JobStatus submitJobInternal(Job job, Cluster cluster)
throws ClassNotFoundException, InterruptedException, IOException {
//validate the jobs output specs
//a.检查输出文件有没配置/检查输出文件是否存在,在后面2.4.1中会详细讲解
checkSpecs(job);
Configuration conf = job.getConfiguration();
addMRFrameworkToDistributedCache(conf);
Path jobStagingArea = JobSubmissionFiles.getStagingDir(cluster, conf);
//configure the command line options correctly on the submitting dfs
InetAddress ip = InetAddress.getLocalHost();
if (ip != null) {
submitHostAddress = ip.getHostAddress();
submitHostName = ip.getHostName();
conf.set(MRJobConfig.JOB_SUBMITHOST,submitHostName);
conf.set(MRJobConfig.JOB_SUBMITHOSTADDR,submitHostAddress);
}
JobID jobId = submitClient.getNewJobID();
job.setJobID(jobId);
//b.submitJobDir 中存放的是作业相关配置信息,可以看到上面是获取相关配置的代码
Path submitJobDir = new Path(jobStagingArea, jobId.toString());
JobStatus status = null;
try {
conf.set(MRJobConfig.USER_NAME,
UserGroupInformation.getCurrentUser().getShortUserName());
conf.set("hadoop.http.filter.initializers",
"org.apache.hadoop.yarn.server.webproxy.amfilter.AmFilterInitializer");
conf.set(MRJobConfig.MAPREDUCE_JOB_DIR, submitJobDir.toString());
LOG.debug("Configuring job " + jobId + " with " + submitJobDir
+ " as the submit dir");
// get delegation token for the dir
TokenCache.obtainTokensForNamenodes(job.getCredentials(),
new Path[] { submitJobDir }, conf);
populateTokenCache(conf, job.getCredentials());
// generate a secret to authenticate shuffle transfers
if (TokenCache.getShuffleSecretKey(job.getCredentials()) == null) {
KeyGenerator keyGen;
try {
keyGen = KeyGenerator.getInstance(SHUFFLE_KEYGEN_ALGORITHM);
keyGen.init(SHUFFLE_KEY_LENGTH);
} catch (NoSuchAlgorithmException e) {
throw new IOException("Error generating shuffle secret key", e);
}
SecretKey shuffleKey = keyGen.generateKey();
TokenCache.setShuffleSecretKey(shuffleKey.getEncoded(),
job.getCredentials());
}
if (CryptoUtils.isEncryptedSpillEnabled(conf)) {
conf.setInt(MRJobConfig.MR_AM_MAX_ATTEMPTS, 1);
LOG.warn("Max job attempts set to 1 since encrypted intermediate" +
"data spill is enabled");
}
//c.此处是加载用户通过命令行传进来的jar或文件,即加载相关配置信息
//进入该方法也可以看到注释 configure the jobconf of the user with the command line options of -libjars, -files, -archives.
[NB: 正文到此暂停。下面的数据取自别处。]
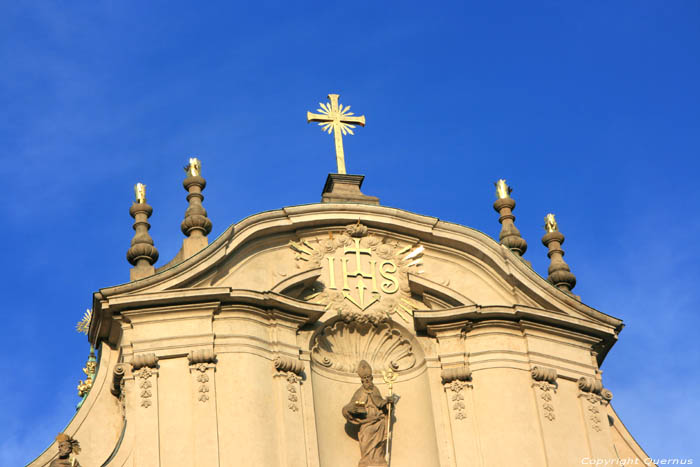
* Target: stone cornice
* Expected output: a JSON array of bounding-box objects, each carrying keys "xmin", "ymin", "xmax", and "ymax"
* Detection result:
[
  {"xmin": 413, "ymin": 305, "xmax": 617, "ymax": 363},
  {"xmin": 90, "ymin": 203, "xmax": 623, "ymax": 350},
  {"xmin": 88, "ymin": 287, "xmax": 324, "ymax": 343}
]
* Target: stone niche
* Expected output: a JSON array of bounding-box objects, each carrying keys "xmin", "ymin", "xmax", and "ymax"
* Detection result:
[{"xmin": 309, "ymin": 318, "xmax": 439, "ymax": 467}]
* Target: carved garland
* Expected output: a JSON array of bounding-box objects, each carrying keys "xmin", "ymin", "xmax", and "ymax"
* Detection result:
[
  {"xmin": 131, "ymin": 353, "xmax": 158, "ymax": 409},
  {"xmin": 578, "ymin": 376, "xmax": 612, "ymax": 432},
  {"xmin": 187, "ymin": 349, "xmax": 216, "ymax": 402},
  {"xmin": 530, "ymin": 366, "xmax": 557, "ymax": 422},
  {"xmin": 311, "ymin": 320, "xmax": 416, "ymax": 373},
  {"xmin": 273, "ymin": 355, "xmax": 304, "ymax": 412},
  {"xmin": 440, "ymin": 364, "xmax": 474, "ymax": 420}
]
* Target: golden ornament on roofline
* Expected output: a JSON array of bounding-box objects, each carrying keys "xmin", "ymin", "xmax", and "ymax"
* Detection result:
[
  {"xmin": 544, "ymin": 213, "xmax": 559, "ymax": 233},
  {"xmin": 134, "ymin": 183, "xmax": 146, "ymax": 204},
  {"xmin": 494, "ymin": 178, "xmax": 513, "ymax": 199},
  {"xmin": 306, "ymin": 94, "xmax": 365, "ymax": 174},
  {"xmin": 185, "ymin": 157, "xmax": 202, "ymax": 177},
  {"xmin": 75, "ymin": 308, "xmax": 92, "ymax": 335}
]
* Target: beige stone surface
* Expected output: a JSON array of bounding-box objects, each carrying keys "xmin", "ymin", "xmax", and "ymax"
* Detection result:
[{"xmin": 30, "ymin": 202, "xmax": 646, "ymax": 467}]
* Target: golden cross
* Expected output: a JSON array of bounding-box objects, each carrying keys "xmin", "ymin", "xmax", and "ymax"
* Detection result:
[{"xmin": 306, "ymin": 94, "xmax": 365, "ymax": 174}]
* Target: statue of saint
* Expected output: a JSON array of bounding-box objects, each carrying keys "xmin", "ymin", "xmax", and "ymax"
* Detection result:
[
  {"xmin": 49, "ymin": 433, "xmax": 80, "ymax": 467},
  {"xmin": 343, "ymin": 360, "xmax": 393, "ymax": 467}
]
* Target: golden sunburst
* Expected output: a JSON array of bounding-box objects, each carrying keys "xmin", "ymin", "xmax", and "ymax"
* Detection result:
[{"xmin": 316, "ymin": 102, "xmax": 355, "ymax": 136}]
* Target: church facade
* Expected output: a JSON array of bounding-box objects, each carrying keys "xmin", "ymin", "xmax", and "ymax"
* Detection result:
[{"xmin": 30, "ymin": 97, "xmax": 650, "ymax": 467}]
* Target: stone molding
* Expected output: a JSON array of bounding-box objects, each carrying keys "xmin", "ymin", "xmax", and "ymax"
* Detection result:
[
  {"xmin": 440, "ymin": 363, "xmax": 472, "ymax": 384},
  {"xmin": 530, "ymin": 366, "xmax": 557, "ymax": 384},
  {"xmin": 530, "ymin": 366, "xmax": 557, "ymax": 422},
  {"xmin": 187, "ymin": 349, "xmax": 216, "ymax": 365},
  {"xmin": 440, "ymin": 363, "xmax": 474, "ymax": 420},
  {"xmin": 110, "ymin": 363, "xmax": 126, "ymax": 398},
  {"xmin": 131, "ymin": 353, "xmax": 158, "ymax": 370}
]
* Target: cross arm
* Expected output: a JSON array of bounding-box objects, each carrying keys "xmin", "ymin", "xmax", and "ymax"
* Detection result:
[
  {"xmin": 340, "ymin": 115, "xmax": 365, "ymax": 126},
  {"xmin": 306, "ymin": 112, "xmax": 333, "ymax": 123}
]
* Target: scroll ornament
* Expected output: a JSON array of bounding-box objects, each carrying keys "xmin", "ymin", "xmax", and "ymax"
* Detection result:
[{"xmin": 311, "ymin": 320, "xmax": 416, "ymax": 373}]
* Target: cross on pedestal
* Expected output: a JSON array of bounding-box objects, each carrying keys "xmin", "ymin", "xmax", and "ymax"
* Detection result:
[{"xmin": 306, "ymin": 94, "xmax": 365, "ymax": 174}]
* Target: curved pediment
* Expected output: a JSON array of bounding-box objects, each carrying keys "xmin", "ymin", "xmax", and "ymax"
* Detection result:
[{"xmin": 91, "ymin": 203, "xmax": 622, "ymax": 358}]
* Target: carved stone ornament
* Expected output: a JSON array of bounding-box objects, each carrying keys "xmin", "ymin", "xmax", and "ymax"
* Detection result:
[
  {"xmin": 311, "ymin": 320, "xmax": 416, "ymax": 373},
  {"xmin": 440, "ymin": 364, "xmax": 472, "ymax": 384},
  {"xmin": 273, "ymin": 355, "xmax": 304, "ymax": 412},
  {"xmin": 289, "ymin": 225, "xmax": 423, "ymax": 323},
  {"xmin": 530, "ymin": 366, "xmax": 557, "ymax": 422},
  {"xmin": 134, "ymin": 366, "xmax": 153, "ymax": 409},
  {"xmin": 49, "ymin": 433, "xmax": 80, "ymax": 467},
  {"xmin": 273, "ymin": 355, "xmax": 304, "ymax": 375},
  {"xmin": 187, "ymin": 349, "xmax": 216, "ymax": 402},
  {"xmin": 578, "ymin": 376, "xmax": 612, "ymax": 432}
]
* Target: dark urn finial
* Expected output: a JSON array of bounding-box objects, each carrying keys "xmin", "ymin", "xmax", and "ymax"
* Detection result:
[
  {"xmin": 180, "ymin": 157, "xmax": 212, "ymax": 258},
  {"xmin": 493, "ymin": 179, "xmax": 527, "ymax": 256},
  {"xmin": 126, "ymin": 183, "xmax": 158, "ymax": 281},
  {"xmin": 542, "ymin": 214, "xmax": 576, "ymax": 294}
]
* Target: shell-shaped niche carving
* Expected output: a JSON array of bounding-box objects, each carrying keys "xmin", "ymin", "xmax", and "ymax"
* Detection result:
[{"xmin": 311, "ymin": 320, "xmax": 416, "ymax": 373}]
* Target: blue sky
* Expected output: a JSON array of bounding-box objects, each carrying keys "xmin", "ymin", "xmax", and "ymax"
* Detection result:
[{"xmin": 0, "ymin": 1, "xmax": 700, "ymax": 465}]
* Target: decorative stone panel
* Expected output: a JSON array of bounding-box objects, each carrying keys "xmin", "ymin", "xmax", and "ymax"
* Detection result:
[{"xmin": 530, "ymin": 366, "xmax": 557, "ymax": 422}]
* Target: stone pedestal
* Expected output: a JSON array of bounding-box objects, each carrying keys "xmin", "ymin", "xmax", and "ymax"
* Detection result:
[{"xmin": 321, "ymin": 174, "xmax": 379, "ymax": 204}]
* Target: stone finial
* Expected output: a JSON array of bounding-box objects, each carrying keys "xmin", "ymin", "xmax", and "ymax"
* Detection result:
[
  {"xmin": 126, "ymin": 183, "xmax": 158, "ymax": 281},
  {"xmin": 542, "ymin": 214, "xmax": 576, "ymax": 293},
  {"xmin": 493, "ymin": 179, "xmax": 527, "ymax": 256},
  {"xmin": 180, "ymin": 157, "xmax": 211, "ymax": 258}
]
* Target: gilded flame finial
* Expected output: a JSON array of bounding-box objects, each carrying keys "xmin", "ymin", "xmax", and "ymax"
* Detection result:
[
  {"xmin": 185, "ymin": 157, "xmax": 202, "ymax": 177},
  {"xmin": 75, "ymin": 308, "xmax": 92, "ymax": 334},
  {"xmin": 134, "ymin": 183, "xmax": 146, "ymax": 204},
  {"xmin": 494, "ymin": 178, "xmax": 513, "ymax": 199},
  {"xmin": 306, "ymin": 94, "xmax": 365, "ymax": 174}
]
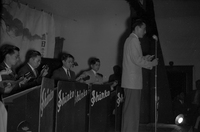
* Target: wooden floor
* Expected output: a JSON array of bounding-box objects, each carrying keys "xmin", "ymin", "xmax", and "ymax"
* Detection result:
[{"xmin": 140, "ymin": 124, "xmax": 191, "ymax": 132}]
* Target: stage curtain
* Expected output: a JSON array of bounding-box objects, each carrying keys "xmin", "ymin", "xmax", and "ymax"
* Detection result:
[{"xmin": 0, "ymin": 0, "xmax": 55, "ymax": 62}]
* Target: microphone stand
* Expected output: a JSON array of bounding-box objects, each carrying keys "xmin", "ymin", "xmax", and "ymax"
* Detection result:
[{"xmin": 155, "ymin": 39, "xmax": 159, "ymax": 132}]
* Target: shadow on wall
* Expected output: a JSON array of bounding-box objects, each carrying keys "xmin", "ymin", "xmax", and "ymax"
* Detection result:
[{"xmin": 116, "ymin": 16, "xmax": 131, "ymax": 66}]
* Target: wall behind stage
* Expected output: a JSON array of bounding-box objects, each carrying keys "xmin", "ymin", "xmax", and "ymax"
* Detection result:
[
  {"xmin": 154, "ymin": 0, "xmax": 200, "ymax": 87},
  {"xmin": 20, "ymin": 0, "xmax": 130, "ymax": 81}
]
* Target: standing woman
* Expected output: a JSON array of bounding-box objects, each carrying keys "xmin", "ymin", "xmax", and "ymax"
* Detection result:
[
  {"xmin": 121, "ymin": 20, "xmax": 158, "ymax": 132},
  {"xmin": 0, "ymin": 44, "xmax": 19, "ymax": 132}
]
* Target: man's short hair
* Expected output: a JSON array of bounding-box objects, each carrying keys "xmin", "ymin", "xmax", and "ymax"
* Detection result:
[
  {"xmin": 0, "ymin": 43, "xmax": 20, "ymax": 62},
  {"xmin": 90, "ymin": 58, "xmax": 100, "ymax": 65},
  {"xmin": 60, "ymin": 53, "xmax": 74, "ymax": 61},
  {"xmin": 26, "ymin": 50, "xmax": 42, "ymax": 61},
  {"xmin": 132, "ymin": 19, "xmax": 145, "ymax": 30}
]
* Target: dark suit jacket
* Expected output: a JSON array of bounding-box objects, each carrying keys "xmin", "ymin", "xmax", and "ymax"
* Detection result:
[
  {"xmin": 18, "ymin": 64, "xmax": 42, "ymax": 91},
  {"xmin": 0, "ymin": 62, "xmax": 19, "ymax": 100},
  {"xmin": 76, "ymin": 70, "xmax": 103, "ymax": 84},
  {"xmin": 51, "ymin": 67, "xmax": 76, "ymax": 82}
]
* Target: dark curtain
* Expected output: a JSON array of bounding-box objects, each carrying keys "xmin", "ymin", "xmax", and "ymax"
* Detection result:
[{"xmin": 126, "ymin": 0, "xmax": 173, "ymax": 124}]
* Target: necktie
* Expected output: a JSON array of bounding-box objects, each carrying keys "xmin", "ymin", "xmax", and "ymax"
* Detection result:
[
  {"xmin": 33, "ymin": 69, "xmax": 37, "ymax": 77},
  {"xmin": 67, "ymin": 69, "xmax": 71, "ymax": 78}
]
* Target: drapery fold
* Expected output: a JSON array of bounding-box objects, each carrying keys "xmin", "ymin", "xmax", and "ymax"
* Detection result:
[{"xmin": 0, "ymin": 0, "xmax": 55, "ymax": 62}]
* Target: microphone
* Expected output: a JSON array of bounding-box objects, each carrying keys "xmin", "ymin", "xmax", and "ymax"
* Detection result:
[
  {"xmin": 82, "ymin": 76, "xmax": 90, "ymax": 81},
  {"xmin": 152, "ymin": 35, "xmax": 158, "ymax": 41},
  {"xmin": 73, "ymin": 62, "xmax": 78, "ymax": 66}
]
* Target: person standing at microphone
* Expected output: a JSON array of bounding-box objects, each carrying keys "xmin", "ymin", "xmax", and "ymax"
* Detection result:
[{"xmin": 121, "ymin": 19, "xmax": 158, "ymax": 132}]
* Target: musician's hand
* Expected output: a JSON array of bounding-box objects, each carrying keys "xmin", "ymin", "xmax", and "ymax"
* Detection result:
[
  {"xmin": 152, "ymin": 58, "xmax": 158, "ymax": 66},
  {"xmin": 111, "ymin": 80, "xmax": 118, "ymax": 90},
  {"xmin": 40, "ymin": 68, "xmax": 49, "ymax": 77},
  {"xmin": 4, "ymin": 83, "xmax": 13, "ymax": 93},
  {"xmin": 19, "ymin": 77, "xmax": 31, "ymax": 86},
  {"xmin": 144, "ymin": 55, "xmax": 154, "ymax": 61},
  {"xmin": 0, "ymin": 68, "xmax": 12, "ymax": 75}
]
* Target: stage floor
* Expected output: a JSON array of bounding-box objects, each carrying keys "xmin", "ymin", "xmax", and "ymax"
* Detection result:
[
  {"xmin": 109, "ymin": 124, "xmax": 193, "ymax": 132},
  {"xmin": 140, "ymin": 124, "xmax": 191, "ymax": 132}
]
copyAndConfigureFiles(job, submitJobDir);
//d.获取job的配置路径,到这里总之 a,b,c,d四个步骤是加载job的配置和路径等准备工作
Path submitJobFile = JobSubmissionFiles.getJobConfPath(submitJobDir);
// Create the splits for the job
LOG.debug("Creating splits at " + jtFs.makeQualified(submitJobDir));
//e.【重中之重】此方法是重中之重,决定了map的splits的数量,将在2.4.2中详细讲解
int maps = writeSplits(job, submitJobDir);
conf.setInt(MRJobConfig.NUM_MAPS, maps);
LOG.info("number of splits:" + maps);
// write "queue admins of the queue to which job is being submitted"
// to job file.
String queue = conf.get(MRJobConfig.QUEUE_NAME,
JobConf.DEFAULT_QUEUE_NAME);
AccessControlList acl = submitClient.getQueueAdmins(queue);
conf.set(toFullPropertyName(queue,
QueueACL.ADMINISTER_JOBS.getAclName()), acl.getAclString());
// removing jobtoken referrals before copying the jobconf to HDFS
// as the tasks don't need this setting, actually they may break
// because of it if present as the referral will point to a
// different job.
TokenCache.cleanUpTokenReferral(conf);
if (conf.getBoolean(
MRJobConfig.JOB_TOKEN_TRACKING_IDS_ENABLED,
MRJobConfig.DEFAULT_JOB_TOKEN_TRACKING_IDS_ENABLED)) {
// Add HDFS tracking ids
ArrayList<String> trackingIds = new ArrayList<String>();
for (Token<? extends TokenIdentifier> t :
job.getCredentials().getAllTokens()) {
trackingIds.add(t.decodeIdentifier().getTrackingId());
}
conf.setStrings(MRJobConfig.JOB_TOKEN_TRACKING_IDS,
trackingIds.toArray(new String[trackingIds.size()]));
}
// Set reservation info if it exists
ReservationId reservationId = job.getReservationId();
if (reservationId != null) {
conf.set(MRJobConfig.RESERVATION_ID, reservationId.toString());
}
// Write job file to submit dir
//f.将job文件写到提交目录
writeConf(conf, submitJobFile);
//
// Now, actually submit the job (using the submit name)
//
printTokens(jobId, job.getCredentials());
//g.提交job并执行,返回job的运行状态:RUNNING SUCCEEDED FAILED PREP KILLED
status = submitClient.submitJob(
jobId, submitJobDir.toString(), job.getCredentials());
if (status != null) {
return status;
} else {
throw new IOException("Could not launch job");
}
} finally {
if (status == null) {
LOG.info("Cleaning up the staging area " + submitJobDir);
if (jtFs != null && submitJobDir != null)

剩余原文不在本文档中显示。